# Trane - A quick DEMO

Trane is a software package for automatically generating prediction problems and generating labels for supervised learning. This tutorial shows the workflow of Trane.

### Get Example Dataset
[Download a synthetic taxi dataset here](https://s3.amazonaws.com/hdi-demos/trane-demo/taxi_data.zip). Unzip the file and get the folder with the raw data `synthetic_taxi_data.csv` and the table metadata `taxi_meta.json`. Put the folder `taxi_data` in Trane or set the correct path in the cell below. 

### Generate Prediction Problems
We first import trane and other packages. We set data path and other parameters. 

In [4]:
import trane
import json

multiple_csv = ["taxi_data/synthetic_taxi_data.csv"] # path to multiple csv tables.
table_meta_json = "taxi_data/taxi_meta.json"         # path to table metadata. 

entity_id_column = 'taxi_id'        # Trane will generate a label of each entity in the entity_id_column.
label_generating_column = 'fare'    # Trane will use data in label_generating_column to generate labels. 
time_column = 'trip_id'             # time_column is used for cutoff time. 

We load table metadata, then create a PredictionProblemGenerator.

In [5]:
table_meta = trane.TableMeta(json.loads(open(table_meta_json).read()))
generator = trane.PredictionProblemGenerator(table_meta, entity_id_column, label_generating_column, time_column)


TypeError: list indices must be integers or slices, not str

We use the generator to generate 3 prediction problems. 

In [3]:
probs = []
for idx, prob in enumerate(generator.generate()):
    probs.append(prob)
    if idx + 1 == 3:
        break

We save prediction problems in to `prediction_problems.json`

In [4]:
prediction_problems_json = trane.prediction_problems_to_json_file(
    probs, table_meta, entity_id_column, label_generating_column, time_column, "prediction_problems.json")

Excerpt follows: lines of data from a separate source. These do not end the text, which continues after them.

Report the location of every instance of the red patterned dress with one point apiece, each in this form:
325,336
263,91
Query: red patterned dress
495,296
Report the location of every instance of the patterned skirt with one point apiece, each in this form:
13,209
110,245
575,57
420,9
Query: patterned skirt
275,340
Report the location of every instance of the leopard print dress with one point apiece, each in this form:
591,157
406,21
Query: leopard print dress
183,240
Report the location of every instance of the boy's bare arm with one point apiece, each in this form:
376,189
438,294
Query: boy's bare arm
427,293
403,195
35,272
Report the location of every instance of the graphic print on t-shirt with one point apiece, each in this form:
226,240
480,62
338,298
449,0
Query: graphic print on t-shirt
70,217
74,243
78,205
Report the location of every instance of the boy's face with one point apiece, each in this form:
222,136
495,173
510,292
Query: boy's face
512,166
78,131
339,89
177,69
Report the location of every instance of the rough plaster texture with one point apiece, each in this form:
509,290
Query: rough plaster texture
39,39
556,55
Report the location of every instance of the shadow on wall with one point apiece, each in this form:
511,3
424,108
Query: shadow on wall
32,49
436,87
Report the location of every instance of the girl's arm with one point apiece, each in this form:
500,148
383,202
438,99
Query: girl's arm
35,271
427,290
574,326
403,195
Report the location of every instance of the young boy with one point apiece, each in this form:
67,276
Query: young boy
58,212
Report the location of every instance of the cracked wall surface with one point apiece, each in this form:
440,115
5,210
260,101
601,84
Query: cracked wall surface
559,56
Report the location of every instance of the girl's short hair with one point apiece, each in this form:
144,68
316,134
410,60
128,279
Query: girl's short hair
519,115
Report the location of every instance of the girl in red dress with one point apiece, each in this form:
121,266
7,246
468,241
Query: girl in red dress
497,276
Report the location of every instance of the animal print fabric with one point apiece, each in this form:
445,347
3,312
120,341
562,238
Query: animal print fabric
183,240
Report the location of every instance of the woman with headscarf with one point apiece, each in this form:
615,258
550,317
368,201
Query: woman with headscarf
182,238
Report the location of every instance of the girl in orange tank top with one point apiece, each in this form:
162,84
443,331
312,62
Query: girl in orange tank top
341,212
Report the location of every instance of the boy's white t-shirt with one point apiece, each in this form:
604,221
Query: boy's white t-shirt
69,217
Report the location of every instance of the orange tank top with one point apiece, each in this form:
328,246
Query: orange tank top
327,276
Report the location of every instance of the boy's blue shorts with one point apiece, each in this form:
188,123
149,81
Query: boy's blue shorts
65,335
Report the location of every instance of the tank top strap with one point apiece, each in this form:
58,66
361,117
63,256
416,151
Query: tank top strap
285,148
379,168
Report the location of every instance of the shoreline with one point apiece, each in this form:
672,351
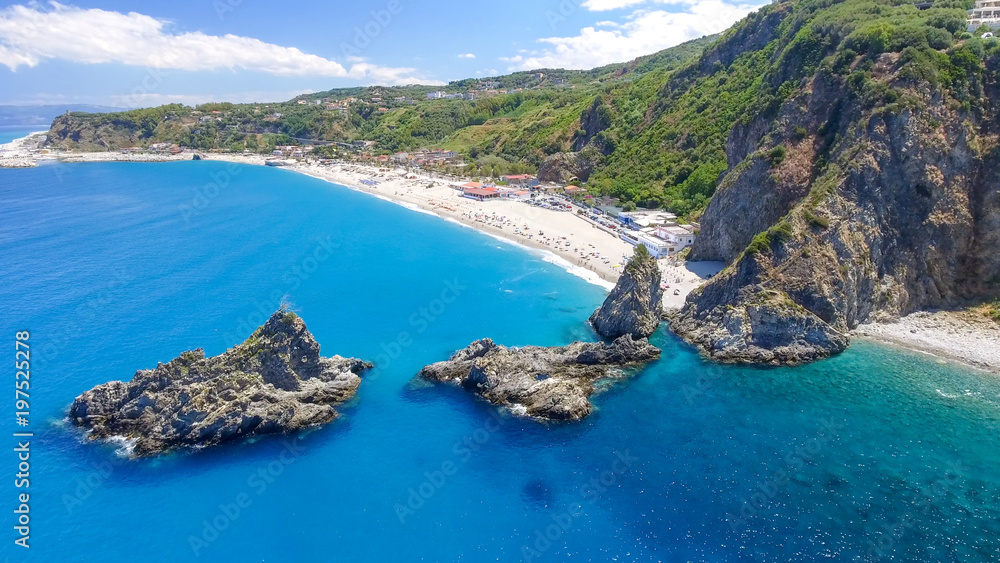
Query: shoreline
561,238
963,337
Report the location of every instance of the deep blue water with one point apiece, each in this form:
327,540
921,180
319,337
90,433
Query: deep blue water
8,134
876,454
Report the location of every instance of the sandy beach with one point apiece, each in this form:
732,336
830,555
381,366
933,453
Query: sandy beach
578,245
566,238
963,336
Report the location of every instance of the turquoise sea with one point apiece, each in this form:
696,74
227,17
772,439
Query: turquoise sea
8,134
878,454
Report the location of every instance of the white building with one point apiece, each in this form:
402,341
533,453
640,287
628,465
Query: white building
986,12
678,237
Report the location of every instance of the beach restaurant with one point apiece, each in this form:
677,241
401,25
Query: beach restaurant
476,191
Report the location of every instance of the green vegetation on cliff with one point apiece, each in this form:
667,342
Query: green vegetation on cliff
658,131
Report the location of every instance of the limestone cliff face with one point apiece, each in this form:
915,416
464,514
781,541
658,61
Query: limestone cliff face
274,382
635,304
567,167
867,212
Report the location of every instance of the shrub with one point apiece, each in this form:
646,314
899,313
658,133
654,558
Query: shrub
776,155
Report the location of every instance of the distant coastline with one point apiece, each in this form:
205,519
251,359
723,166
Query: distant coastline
956,336
561,238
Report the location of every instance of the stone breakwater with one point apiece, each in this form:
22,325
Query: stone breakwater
274,382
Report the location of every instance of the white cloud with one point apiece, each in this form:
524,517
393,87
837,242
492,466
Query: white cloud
645,32
154,99
604,5
30,34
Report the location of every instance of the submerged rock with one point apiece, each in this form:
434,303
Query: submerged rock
635,304
544,383
276,381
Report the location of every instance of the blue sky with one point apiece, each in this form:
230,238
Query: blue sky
142,54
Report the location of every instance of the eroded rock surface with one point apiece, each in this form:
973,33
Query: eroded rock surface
544,383
274,382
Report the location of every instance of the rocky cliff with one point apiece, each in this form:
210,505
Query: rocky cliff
542,383
872,193
274,382
635,304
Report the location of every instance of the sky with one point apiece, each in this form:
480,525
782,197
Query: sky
141,54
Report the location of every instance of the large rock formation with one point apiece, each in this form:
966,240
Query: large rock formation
839,210
635,304
566,167
543,383
275,381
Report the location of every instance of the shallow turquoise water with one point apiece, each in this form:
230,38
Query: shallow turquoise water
876,454
9,134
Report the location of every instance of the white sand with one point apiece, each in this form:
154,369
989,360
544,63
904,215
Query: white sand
569,240
577,241
965,336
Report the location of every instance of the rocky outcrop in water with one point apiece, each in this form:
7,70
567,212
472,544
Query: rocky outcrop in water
274,382
635,304
543,383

trane.generate_nl_description(
    probs, table_meta, entity_id_column, label_generating_column, time_column, trane.ConstantIntegerCutoffTimes(0))

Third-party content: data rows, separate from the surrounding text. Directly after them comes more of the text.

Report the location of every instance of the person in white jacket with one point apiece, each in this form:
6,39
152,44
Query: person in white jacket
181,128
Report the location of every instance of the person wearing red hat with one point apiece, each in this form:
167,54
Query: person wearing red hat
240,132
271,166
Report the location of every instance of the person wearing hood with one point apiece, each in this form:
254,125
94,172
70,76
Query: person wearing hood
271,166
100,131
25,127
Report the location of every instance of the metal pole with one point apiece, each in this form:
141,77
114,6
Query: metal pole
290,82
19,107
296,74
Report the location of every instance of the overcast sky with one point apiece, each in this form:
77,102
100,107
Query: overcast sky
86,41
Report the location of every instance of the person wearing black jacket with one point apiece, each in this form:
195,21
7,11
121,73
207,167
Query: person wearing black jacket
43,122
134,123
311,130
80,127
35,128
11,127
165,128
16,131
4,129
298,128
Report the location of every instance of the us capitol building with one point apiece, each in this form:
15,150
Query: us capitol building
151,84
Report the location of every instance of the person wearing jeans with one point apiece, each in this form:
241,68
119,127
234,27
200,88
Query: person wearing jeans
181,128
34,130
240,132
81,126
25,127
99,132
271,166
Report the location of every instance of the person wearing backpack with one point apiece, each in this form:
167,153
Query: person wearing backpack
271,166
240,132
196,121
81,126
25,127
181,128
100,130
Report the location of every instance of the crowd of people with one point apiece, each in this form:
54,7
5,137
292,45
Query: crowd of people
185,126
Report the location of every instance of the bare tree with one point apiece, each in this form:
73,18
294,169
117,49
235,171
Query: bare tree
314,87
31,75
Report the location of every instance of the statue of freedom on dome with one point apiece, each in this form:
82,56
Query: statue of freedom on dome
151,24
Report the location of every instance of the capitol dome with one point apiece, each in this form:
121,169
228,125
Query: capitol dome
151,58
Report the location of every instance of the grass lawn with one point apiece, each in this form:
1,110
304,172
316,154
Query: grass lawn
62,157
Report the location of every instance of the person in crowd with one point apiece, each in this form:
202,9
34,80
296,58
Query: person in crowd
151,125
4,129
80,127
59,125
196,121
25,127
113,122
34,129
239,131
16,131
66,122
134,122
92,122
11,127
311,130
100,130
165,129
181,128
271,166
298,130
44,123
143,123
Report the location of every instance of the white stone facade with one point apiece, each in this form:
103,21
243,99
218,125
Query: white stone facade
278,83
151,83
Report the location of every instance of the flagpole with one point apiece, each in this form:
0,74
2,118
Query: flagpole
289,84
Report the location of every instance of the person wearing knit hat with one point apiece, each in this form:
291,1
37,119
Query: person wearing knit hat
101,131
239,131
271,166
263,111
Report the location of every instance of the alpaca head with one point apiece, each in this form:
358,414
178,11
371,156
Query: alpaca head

# with open("prediction_problems.json", "w") as f:
#     json.dump(json.loads(prediction_problems_json), f, indent=4, separators=(',', ': '))

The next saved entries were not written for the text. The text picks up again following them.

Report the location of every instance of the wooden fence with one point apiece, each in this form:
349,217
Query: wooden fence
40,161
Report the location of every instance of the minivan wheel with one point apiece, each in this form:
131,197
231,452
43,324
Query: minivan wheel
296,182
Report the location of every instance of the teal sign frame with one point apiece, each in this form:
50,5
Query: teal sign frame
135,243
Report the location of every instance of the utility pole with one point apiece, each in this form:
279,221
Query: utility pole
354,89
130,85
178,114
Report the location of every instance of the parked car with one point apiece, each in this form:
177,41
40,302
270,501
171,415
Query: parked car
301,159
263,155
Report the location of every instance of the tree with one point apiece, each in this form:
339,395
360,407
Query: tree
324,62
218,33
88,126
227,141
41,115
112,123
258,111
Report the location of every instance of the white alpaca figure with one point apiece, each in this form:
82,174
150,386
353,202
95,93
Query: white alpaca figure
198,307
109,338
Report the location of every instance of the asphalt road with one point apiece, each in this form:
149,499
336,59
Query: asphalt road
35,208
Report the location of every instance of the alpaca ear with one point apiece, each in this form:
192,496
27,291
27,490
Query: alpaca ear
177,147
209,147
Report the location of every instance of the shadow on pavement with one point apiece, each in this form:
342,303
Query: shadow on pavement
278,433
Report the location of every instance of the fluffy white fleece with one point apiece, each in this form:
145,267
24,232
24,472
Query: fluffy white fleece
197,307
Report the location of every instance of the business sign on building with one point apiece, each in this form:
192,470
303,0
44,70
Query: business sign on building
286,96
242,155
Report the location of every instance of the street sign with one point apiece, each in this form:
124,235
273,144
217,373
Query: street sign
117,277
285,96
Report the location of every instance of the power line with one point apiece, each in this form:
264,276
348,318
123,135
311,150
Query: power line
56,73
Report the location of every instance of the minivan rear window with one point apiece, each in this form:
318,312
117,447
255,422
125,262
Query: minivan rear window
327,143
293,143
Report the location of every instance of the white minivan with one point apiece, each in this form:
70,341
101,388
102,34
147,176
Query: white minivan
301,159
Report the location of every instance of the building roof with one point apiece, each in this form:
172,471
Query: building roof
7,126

['For each taxi_id, predict the first fare, after trip_id 0.',
 'For each taxi_id, predict the first fare, after trip_id 0.',
 'For each taxi_id, predict the first fare, after trip_id 0.']

### Check Prediction Problems and Tune HyperParameters
Now we should check saved prediction problems and set thresholds in field `param_values` for some operations.

Here is the truncated output.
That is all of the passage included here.